Log all agent activity:

from cogent.interceptors import Auditor, AuditEventType

async def log_event(event):
    print(f"[{event.type}] {event.agent}: {event.data}")

agent = Agent(
    name="assistant",
    model=model,
    intercept=[
        Auditor(
            handler=log_event,
            events=[
                AuditEventType.LLM_REQUEST,
                AuditEventType.LLM_RESPONSE,
                AuditEventType.TOOL_CALL,
                AuditEventType.TOOL_RESULT,
            ],
            include_content=True,  # Log message content
        ),
    ],
)

Prompt Adapters

ContextPrompt

Inject dynamic context into system prompt:

from cogent.interceptors import ContextPrompt

agent = Agent(
    name="assistant",
    model=model,
    intercept=[
        ContextPrompt(
            template="""Current time: {time}
User timezone: {timezone}
User preferences: {preferences}""",
            get_context=lambda ctx: {
                "time": datetime.now().isoformat(),
                "timezone": ctx.run_context.get("timezone", "UTC"),
                "preferences": ctx.run_context.get("preferences", {}),
            },
        ),
    ],
)

ConversationPrompt

Add conversation-aware context:

from cogent.interceptors import ConversationPrompt

agent = Agent(
    name="assistant",
    model=model,
    intercept=[
        ConversationPrompt(
            summary_threshold=20,  # Summarize after N messages
            include_summary=True,
            model=model,
        ),
    ],
)

LambdaPrompt

Custom prompt modification:

from cogent.interceptors import LambdaPrompt

agent = Agent(
    name="assistant",
    model=model,
    intercept=[
        LambdaPrompt(
            modifier=lambda messages, ctx: [
                {**m, "content": m["content"].upper()}
                if m["role"] == "user" else m
                for m in messages
            ],
        ),
    ],
)

Custom Interceptors

Basic Structure

from cogent.interceptors import Interceptor, Phase, InterceptContext, InterceptResult

class MyInterceptor(Interceptor):
    """Custom interceptor example."""

    phases = [Phase.BEFORE_LLM, Phase.AFTER_LLM]

    async def intercept(
        self,
        phase: Phase,
        context: InterceptContext,
    ) -> InterceptResult:
        if phase == Phase.BEFORE_LLM:
            # Modify messages before LLM
            messages = context.messages
            messages.append({"role": "system", "content": "Be concise."})
            return InterceptResult.modify(new_messages=messages)

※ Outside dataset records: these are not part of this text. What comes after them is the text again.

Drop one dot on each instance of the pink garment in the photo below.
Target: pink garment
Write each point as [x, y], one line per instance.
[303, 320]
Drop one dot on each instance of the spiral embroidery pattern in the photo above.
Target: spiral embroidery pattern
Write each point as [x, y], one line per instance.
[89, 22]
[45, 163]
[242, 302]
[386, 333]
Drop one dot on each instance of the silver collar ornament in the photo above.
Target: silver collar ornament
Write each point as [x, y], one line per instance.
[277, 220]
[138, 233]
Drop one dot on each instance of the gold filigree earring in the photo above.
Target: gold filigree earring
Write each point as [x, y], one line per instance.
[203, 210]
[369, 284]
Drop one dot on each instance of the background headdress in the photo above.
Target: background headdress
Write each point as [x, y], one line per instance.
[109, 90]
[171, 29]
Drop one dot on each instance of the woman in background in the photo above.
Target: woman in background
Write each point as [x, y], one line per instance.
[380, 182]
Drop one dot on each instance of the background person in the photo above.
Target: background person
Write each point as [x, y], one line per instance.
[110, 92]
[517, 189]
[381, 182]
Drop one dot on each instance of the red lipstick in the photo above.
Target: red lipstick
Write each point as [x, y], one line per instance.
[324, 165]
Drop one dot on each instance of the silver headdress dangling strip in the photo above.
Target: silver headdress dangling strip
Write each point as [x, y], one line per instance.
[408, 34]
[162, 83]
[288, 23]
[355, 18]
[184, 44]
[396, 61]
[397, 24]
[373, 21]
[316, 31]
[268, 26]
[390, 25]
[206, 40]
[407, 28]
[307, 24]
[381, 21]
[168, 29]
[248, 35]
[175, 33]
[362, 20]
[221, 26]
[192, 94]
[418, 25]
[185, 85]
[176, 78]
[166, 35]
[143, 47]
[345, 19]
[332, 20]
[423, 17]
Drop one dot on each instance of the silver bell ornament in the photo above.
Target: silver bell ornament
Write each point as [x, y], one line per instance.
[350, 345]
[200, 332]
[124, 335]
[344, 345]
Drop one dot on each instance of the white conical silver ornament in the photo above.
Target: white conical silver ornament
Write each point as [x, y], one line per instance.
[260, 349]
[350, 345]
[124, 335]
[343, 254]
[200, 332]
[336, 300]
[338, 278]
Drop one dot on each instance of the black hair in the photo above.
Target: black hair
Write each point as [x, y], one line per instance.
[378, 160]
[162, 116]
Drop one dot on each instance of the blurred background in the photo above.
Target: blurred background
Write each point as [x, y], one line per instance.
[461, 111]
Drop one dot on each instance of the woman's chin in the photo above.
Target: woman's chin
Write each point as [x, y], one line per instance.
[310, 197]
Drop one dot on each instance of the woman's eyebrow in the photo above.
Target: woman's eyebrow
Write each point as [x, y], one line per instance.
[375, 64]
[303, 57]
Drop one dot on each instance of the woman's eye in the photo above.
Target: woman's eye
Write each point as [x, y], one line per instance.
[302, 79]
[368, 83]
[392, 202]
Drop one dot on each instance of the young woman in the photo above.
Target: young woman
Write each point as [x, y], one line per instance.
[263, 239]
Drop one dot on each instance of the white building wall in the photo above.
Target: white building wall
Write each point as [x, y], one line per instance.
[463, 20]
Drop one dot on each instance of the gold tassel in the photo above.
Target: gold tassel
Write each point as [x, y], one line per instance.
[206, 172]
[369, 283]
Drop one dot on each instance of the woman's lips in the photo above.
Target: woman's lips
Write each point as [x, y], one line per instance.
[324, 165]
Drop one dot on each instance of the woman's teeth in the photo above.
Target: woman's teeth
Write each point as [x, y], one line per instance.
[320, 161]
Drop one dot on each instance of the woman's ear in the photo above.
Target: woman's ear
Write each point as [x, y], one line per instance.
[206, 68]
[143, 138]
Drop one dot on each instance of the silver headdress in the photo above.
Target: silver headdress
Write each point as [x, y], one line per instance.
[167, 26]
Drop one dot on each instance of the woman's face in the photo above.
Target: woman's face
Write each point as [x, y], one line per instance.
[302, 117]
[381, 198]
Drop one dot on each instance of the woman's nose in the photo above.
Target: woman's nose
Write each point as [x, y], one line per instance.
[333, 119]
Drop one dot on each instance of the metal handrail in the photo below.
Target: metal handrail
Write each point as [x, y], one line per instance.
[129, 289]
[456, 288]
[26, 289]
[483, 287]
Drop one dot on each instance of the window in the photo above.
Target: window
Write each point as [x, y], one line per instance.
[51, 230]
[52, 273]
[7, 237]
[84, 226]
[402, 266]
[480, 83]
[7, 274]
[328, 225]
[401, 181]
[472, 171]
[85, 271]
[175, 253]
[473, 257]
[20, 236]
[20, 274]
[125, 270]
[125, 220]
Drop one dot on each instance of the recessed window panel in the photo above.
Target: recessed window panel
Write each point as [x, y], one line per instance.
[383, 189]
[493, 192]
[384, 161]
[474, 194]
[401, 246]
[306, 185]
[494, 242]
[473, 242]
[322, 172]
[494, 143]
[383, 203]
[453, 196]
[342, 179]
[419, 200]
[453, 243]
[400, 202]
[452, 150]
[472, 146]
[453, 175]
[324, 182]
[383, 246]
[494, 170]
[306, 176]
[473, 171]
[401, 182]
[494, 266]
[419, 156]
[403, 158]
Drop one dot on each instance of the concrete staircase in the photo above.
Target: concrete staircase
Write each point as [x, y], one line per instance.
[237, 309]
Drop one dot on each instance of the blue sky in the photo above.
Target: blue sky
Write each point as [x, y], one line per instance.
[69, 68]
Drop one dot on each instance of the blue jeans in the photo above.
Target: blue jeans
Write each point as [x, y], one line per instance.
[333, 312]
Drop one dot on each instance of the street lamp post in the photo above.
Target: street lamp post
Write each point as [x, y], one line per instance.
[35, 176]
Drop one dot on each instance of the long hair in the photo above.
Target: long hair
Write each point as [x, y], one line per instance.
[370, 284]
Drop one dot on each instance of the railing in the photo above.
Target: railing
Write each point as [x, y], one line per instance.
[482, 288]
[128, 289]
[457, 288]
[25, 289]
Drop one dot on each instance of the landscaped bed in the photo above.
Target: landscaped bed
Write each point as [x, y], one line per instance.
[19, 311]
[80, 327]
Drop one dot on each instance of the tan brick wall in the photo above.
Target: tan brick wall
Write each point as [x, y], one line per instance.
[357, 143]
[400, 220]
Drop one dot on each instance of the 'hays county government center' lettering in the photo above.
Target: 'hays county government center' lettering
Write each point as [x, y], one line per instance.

        elif phase == Phase.AFTER_LLM:
            # Log response
            print(f"Response: {context.response.content}")
            return InterceptResult.continue_()

InterceptContext

Available context in interceptors:

@dataclass
class InterceptContext:
    agent: Agent                  # Current agent
    phase: Phase                  # Current phase
    messages: list[dict]          # Current messages
    response: AIMessage | None    # LLM response (after phases)
    tool_call: dict | None        # Tool call info (tool phases)
    tool_result: Any | None       # Tool result (AFTER_TOOL)
    run_context: RunContext       # User-provided context
    metadata: dict                # Additional data

Stateful Interceptors

class ConversationTracker(Interceptor):
    """Track conversation statistics."""

    phases = [Phase.AFTER_LLM]

    def __init__(self):
        self.message_count = 0
        self.total_tokens = 0

    async def intercept(
        self,
        phase: Phase,
        context: InterceptContext,
    ) -> InterceptResult:
        self.message_count += 1
        if context.response and context.response.usage:
            self.total_tokens += context.response.usage.get("total_tokens", 0)
        return InterceptResult.continue_()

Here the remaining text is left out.